El menor de los contratos (por valor de 1,5 millones de euros) ha causado tal terremoto en el primer partido de la oposición que lo ha dejado en estado comatoso. Alguien ha hecho un símil con Al Capone, que no fue a la cárcel por sus numerosos crímenes o por sus delitos más oprobiosos, sino por evasión de impuestos.
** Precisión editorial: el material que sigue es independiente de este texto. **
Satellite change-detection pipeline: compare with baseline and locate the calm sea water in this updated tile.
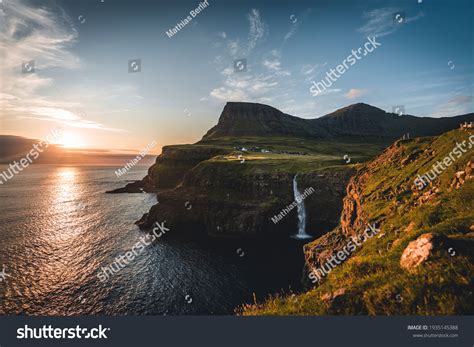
[0,165,296,315]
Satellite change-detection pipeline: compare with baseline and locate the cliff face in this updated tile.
[140,161,351,238]
[124,102,472,238]
[243,130,474,315]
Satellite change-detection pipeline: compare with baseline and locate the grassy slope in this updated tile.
[197,137,387,173]
[242,130,474,315]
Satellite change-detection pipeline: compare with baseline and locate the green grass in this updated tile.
[243,130,474,315]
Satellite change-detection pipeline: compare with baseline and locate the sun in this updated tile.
[58,132,84,148]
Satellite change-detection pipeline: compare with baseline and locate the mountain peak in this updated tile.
[202,102,472,141]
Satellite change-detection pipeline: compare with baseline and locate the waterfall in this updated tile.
[291,175,312,239]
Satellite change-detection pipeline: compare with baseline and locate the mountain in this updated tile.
[202,102,474,141]
[203,102,329,140]
[242,130,474,316]
[113,102,473,239]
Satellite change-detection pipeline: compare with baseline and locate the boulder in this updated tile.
[400,233,446,270]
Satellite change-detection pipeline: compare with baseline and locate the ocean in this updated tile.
[0,164,299,316]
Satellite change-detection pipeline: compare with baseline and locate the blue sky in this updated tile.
[0,0,474,149]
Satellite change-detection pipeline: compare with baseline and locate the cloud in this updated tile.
[344,88,367,99]
[0,0,122,130]
[431,95,474,117]
[358,7,424,37]
[217,9,268,59]
[210,87,249,102]
[247,8,267,51]
[283,8,311,42]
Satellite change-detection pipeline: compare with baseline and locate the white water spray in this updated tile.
[291,175,312,240]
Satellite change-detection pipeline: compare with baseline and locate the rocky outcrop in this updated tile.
[203,102,474,141]
[400,233,446,270]
[138,167,351,238]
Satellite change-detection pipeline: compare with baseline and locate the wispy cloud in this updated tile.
[283,8,311,42]
[0,0,124,130]
[358,7,423,37]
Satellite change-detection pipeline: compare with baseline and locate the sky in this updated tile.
[0,0,474,153]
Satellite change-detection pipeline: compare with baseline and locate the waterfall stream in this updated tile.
[291,175,312,239]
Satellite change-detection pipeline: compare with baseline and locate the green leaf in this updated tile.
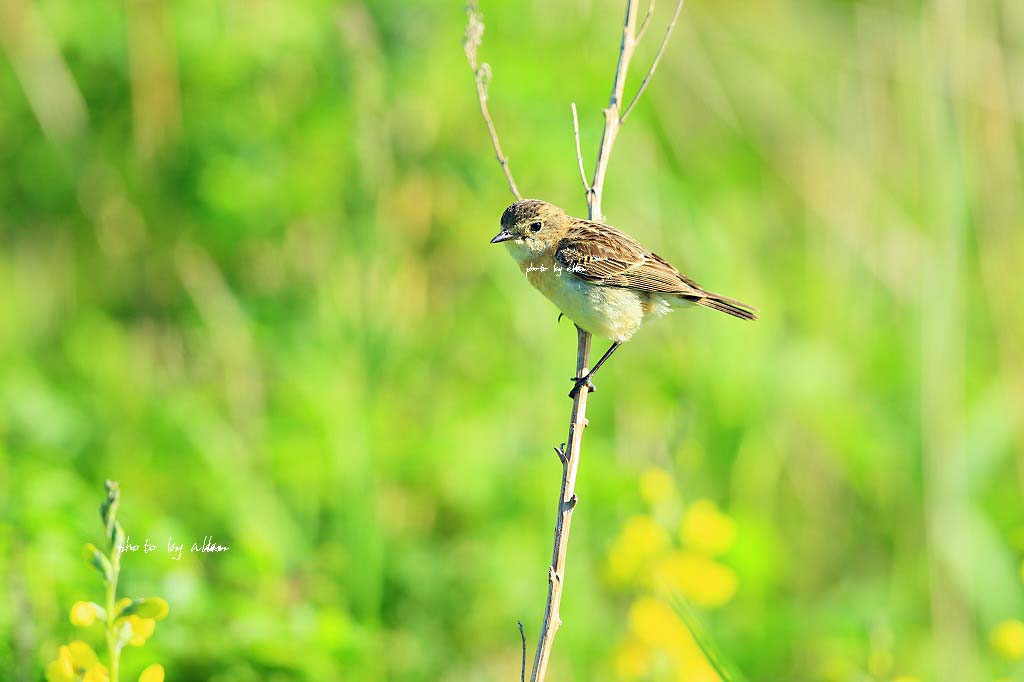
[117,597,169,621]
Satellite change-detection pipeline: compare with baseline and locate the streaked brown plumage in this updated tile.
[490,200,757,393]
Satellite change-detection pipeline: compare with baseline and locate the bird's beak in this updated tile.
[490,229,515,244]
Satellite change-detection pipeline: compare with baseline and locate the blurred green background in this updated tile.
[0,0,1024,682]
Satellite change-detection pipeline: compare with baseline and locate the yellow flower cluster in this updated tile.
[606,468,737,682]
[46,597,168,682]
[612,596,721,682]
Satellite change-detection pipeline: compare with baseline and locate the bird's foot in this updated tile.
[569,372,597,398]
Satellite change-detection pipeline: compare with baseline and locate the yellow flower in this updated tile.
[612,638,651,679]
[629,596,691,649]
[640,467,676,507]
[71,601,96,628]
[991,620,1024,660]
[138,664,164,682]
[68,639,99,670]
[82,666,111,682]
[608,516,670,585]
[653,552,737,608]
[46,646,78,682]
[679,500,736,556]
[125,615,157,646]
[46,640,109,682]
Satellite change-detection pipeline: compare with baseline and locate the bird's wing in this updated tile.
[555,220,703,296]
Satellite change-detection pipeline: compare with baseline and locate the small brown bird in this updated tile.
[490,199,757,396]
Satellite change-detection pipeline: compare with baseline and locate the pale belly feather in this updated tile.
[522,253,671,342]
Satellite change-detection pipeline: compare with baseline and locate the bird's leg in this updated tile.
[569,341,623,397]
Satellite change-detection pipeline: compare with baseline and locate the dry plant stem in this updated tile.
[529,327,590,682]
[571,102,590,193]
[587,0,637,220]
[529,0,663,682]
[618,0,683,125]
[464,0,683,682]
[463,2,522,201]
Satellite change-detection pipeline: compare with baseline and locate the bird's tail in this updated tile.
[690,291,758,319]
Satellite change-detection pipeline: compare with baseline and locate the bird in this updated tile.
[490,199,758,397]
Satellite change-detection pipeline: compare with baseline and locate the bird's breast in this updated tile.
[519,255,646,342]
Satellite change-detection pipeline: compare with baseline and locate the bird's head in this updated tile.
[490,199,569,260]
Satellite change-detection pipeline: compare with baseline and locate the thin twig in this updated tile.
[588,0,637,220]
[529,327,590,682]
[516,621,526,682]
[572,102,590,195]
[637,0,655,43]
[463,2,522,201]
[618,0,683,124]
[463,0,683,682]
[529,0,637,682]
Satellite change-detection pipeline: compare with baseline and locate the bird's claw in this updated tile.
[569,373,597,398]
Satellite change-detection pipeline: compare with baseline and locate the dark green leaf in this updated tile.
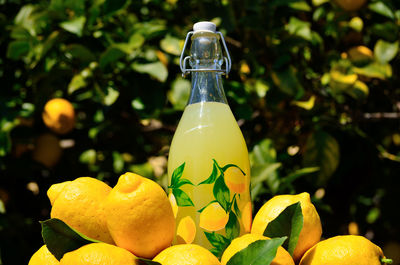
[374,40,399,64]
[303,131,340,185]
[7,40,30,60]
[264,202,303,255]
[104,0,127,15]
[225,212,240,240]
[368,1,394,19]
[40,218,100,260]
[132,62,168,82]
[170,163,186,188]
[227,237,286,265]
[213,175,230,212]
[172,189,194,207]
[60,16,86,37]
[198,162,218,185]
[99,46,125,69]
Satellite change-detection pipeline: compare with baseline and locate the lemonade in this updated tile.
[168,102,251,247]
[168,22,252,250]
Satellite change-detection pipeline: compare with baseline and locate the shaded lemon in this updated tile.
[47,177,114,243]
[224,167,246,193]
[105,172,175,258]
[42,98,75,134]
[221,234,294,265]
[176,216,196,244]
[300,235,384,265]
[28,245,60,265]
[251,192,322,262]
[242,202,253,233]
[32,133,62,168]
[199,202,229,231]
[153,244,221,265]
[168,192,178,218]
[60,243,139,265]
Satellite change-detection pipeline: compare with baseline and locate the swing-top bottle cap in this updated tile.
[193,21,217,33]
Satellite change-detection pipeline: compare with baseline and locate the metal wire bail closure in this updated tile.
[179,31,232,77]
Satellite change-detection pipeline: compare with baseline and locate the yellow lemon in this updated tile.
[221,234,294,265]
[176,216,196,244]
[199,202,229,231]
[224,167,247,193]
[47,177,113,244]
[59,243,139,265]
[154,244,221,265]
[300,235,390,265]
[105,172,175,258]
[32,133,62,168]
[251,192,322,262]
[42,98,75,134]
[28,245,60,265]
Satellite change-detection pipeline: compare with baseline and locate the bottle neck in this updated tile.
[188,32,227,105]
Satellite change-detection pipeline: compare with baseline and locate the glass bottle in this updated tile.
[168,22,252,251]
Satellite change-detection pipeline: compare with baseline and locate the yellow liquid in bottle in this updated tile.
[168,102,252,249]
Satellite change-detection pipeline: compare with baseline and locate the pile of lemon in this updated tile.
[29,173,387,265]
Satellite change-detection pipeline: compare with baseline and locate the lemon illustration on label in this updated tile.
[176,216,196,244]
[199,202,229,231]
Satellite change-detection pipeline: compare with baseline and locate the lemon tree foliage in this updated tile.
[0,0,400,264]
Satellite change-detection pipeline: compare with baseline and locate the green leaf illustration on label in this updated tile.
[168,163,194,207]
[204,232,231,258]
[264,202,303,255]
[213,175,230,212]
[225,212,240,240]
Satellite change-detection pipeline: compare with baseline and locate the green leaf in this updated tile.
[68,73,86,94]
[103,0,127,15]
[168,77,191,110]
[60,16,86,37]
[172,189,194,207]
[225,212,240,240]
[303,131,340,185]
[204,231,231,258]
[352,62,392,80]
[132,62,168,82]
[160,35,181,56]
[7,40,31,60]
[264,202,303,255]
[227,237,286,265]
[40,218,100,260]
[198,162,218,185]
[213,175,230,212]
[65,44,96,63]
[368,1,394,19]
[99,46,125,69]
[169,163,186,188]
[174,178,194,189]
[374,40,399,64]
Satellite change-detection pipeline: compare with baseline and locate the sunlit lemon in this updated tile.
[176,216,196,244]
[224,167,246,193]
[199,202,229,231]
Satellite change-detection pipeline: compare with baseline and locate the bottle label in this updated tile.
[168,159,252,254]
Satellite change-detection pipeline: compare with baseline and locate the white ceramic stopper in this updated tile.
[193,21,217,33]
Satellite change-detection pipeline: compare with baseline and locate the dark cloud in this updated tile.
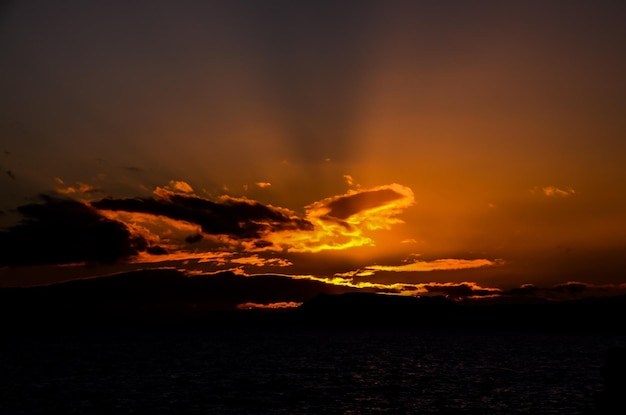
[424,283,499,298]
[0,196,147,266]
[502,281,626,300]
[185,233,202,244]
[326,189,404,219]
[92,192,313,239]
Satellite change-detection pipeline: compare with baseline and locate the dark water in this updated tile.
[0,331,626,414]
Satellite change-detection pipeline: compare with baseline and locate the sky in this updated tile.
[0,0,626,301]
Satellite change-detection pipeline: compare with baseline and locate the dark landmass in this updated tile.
[0,270,626,334]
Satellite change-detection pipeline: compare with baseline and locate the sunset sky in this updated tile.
[0,0,626,306]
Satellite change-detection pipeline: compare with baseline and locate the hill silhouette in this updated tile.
[0,269,626,333]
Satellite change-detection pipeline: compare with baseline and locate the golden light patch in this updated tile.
[266,183,415,252]
[237,301,302,310]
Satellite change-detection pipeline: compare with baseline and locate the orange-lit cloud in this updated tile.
[366,258,502,272]
[55,177,102,195]
[292,274,502,298]
[170,180,193,193]
[237,301,302,310]
[541,186,576,197]
[230,254,293,267]
[266,184,415,252]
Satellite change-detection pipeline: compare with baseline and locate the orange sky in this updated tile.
[0,1,626,302]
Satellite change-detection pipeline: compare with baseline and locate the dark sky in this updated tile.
[0,0,626,300]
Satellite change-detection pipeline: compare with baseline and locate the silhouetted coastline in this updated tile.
[0,270,626,334]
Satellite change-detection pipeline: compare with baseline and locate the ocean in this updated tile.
[0,330,626,415]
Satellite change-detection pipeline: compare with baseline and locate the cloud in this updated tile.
[268,184,414,252]
[237,301,302,310]
[366,258,502,272]
[55,181,102,195]
[292,274,502,299]
[502,281,626,300]
[168,180,193,193]
[541,186,576,197]
[0,196,148,266]
[92,188,312,239]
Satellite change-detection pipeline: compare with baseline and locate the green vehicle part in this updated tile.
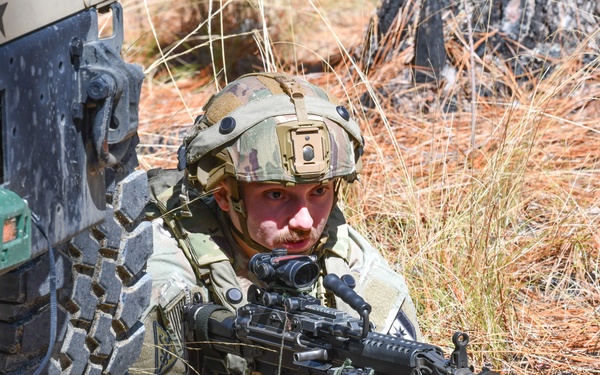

El caso del contrato de la Comunidad de Madrid con una empresa privada para la entrega de mascarillas en el peor momento de la pandemia tiene unas características peculiares: nadie contempla enriquecimiento del partido político, como tantas veces ocurrió en el pasado, sino que se analizan las comisiones que habría cobrado un ciudadano particular; no ha emergido, al menos en el primer momento, la habitual estrategia partidista de debilitar al adversario porque el “¡y tú más!” se ha concentrado en el seno del PP; por último, se estudia por qué en una adjudicación pública hay que pagar una intermediación (y menos a un hermano de la presidenta de la Comunidad).
Nadie podía prever este estallido apenas 24 horas antes, cuando en el pleno del Congreso de los Diputados el líder de la oposición echó en cara a Pedro Sánchez que el índice de la calidad de la democracia en España, que elabora anualmente el semanario The Economist, hubiera bajado desde que es presidente de Gobierno. Se le olvidó decir a Pablo Casado que este descenso se atribuye fundamentalmente al bloqueo del Consejo General del Poder Judicial. Y todo el mundo sabe quién bloquea. La principal debilidad de la democracia española, según los diversos estudios que la cuantifican, está en la corrupción.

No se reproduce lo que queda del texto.